Singkatnya kami menaiki tangga yang menuju ke atas tower. Sesampainya disana terlihat pemandangan yang indah sekali. Dari atas sini terlihat dua pegunungan yang berwarna hijau dan ada beberapa awan seperti kabut yang menyelimuti beberapa bagian pegunungan. Indah sekali, aku tak menyangka di saat wabah mayat hidup seperti ini, alam tetap saja menampakkan keindahannnya.

"Wahhh kak bagus banget pemandangannya" kata Gracia terlihat takjub dengan keindahan alam.

"Hehe iya Gre bagus banget"

Kami duduk santai diatas bangunan radio tower. Kubuka ranselku dan mengambil sebuah cokelat pemberian Citra, kubuka bungkus cokelat itu dan mulai kulahap. Enak sekali. Kulihat Gracia sedang mengemut sebuah permen lollipop. Siang ini langit terlihat mendung namun tak ada rintik hujan yang turun dari langit. Kami terdiam menikmati makanan ringan masing-masing.

"Gracia...." aku berkata.

"Iya kak"

"Emmm, pengen ngomong apa ya hehe" kataku bingung sambil menggaruk kepalaku.

"Oh iya Gre, kenapa kamu mau ikut aku?"

"Emmm kak, aku pengen aja sih" balasnya.

"Tapi kamu tahu sendiri kan, diluar sini berbahaya.

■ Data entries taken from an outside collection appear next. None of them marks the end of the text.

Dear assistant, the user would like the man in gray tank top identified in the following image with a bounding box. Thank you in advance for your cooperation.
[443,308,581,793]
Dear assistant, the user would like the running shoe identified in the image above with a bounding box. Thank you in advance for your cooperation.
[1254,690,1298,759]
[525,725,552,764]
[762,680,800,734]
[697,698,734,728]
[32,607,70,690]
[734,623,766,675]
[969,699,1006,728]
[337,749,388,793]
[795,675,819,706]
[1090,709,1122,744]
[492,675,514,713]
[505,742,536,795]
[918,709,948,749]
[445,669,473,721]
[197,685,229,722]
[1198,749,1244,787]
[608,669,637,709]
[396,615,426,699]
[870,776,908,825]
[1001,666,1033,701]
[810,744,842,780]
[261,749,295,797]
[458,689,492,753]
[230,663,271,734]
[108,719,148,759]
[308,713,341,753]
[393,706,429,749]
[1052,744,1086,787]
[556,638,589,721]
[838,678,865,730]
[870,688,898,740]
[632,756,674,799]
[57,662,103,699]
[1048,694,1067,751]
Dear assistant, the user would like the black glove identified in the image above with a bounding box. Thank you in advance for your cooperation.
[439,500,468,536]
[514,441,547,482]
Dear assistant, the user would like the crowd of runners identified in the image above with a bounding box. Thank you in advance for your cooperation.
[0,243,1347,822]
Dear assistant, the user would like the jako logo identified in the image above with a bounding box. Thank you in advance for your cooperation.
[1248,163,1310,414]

Kita aja gak tahu ada mayat hidup di sekitar sini" jelasku.

"Tapi kan ada kak Dino, kakak pasti melindungi aku hehe" kekehnya, aku semakin tidak mengerti.

"Sebenarnya sih kak, aku ingin ikut kakak karena....." kata-katanya terputus.

"Karena?" tanyaku tidak mengerti.

"Karena aku..... aku gak mau ninggalin kakak" jawabnya. "Gak tau sih kak, aku saja gak mengerti sama perasaan ini"

Kudekatkan posisi dudukku, sekarang aku menatap dia, Gracia membalas tatapanku. Mungkin ini aneh tapi aku merasa nyaman dengan tatapan matanya yang bulat itu. Indah sekali.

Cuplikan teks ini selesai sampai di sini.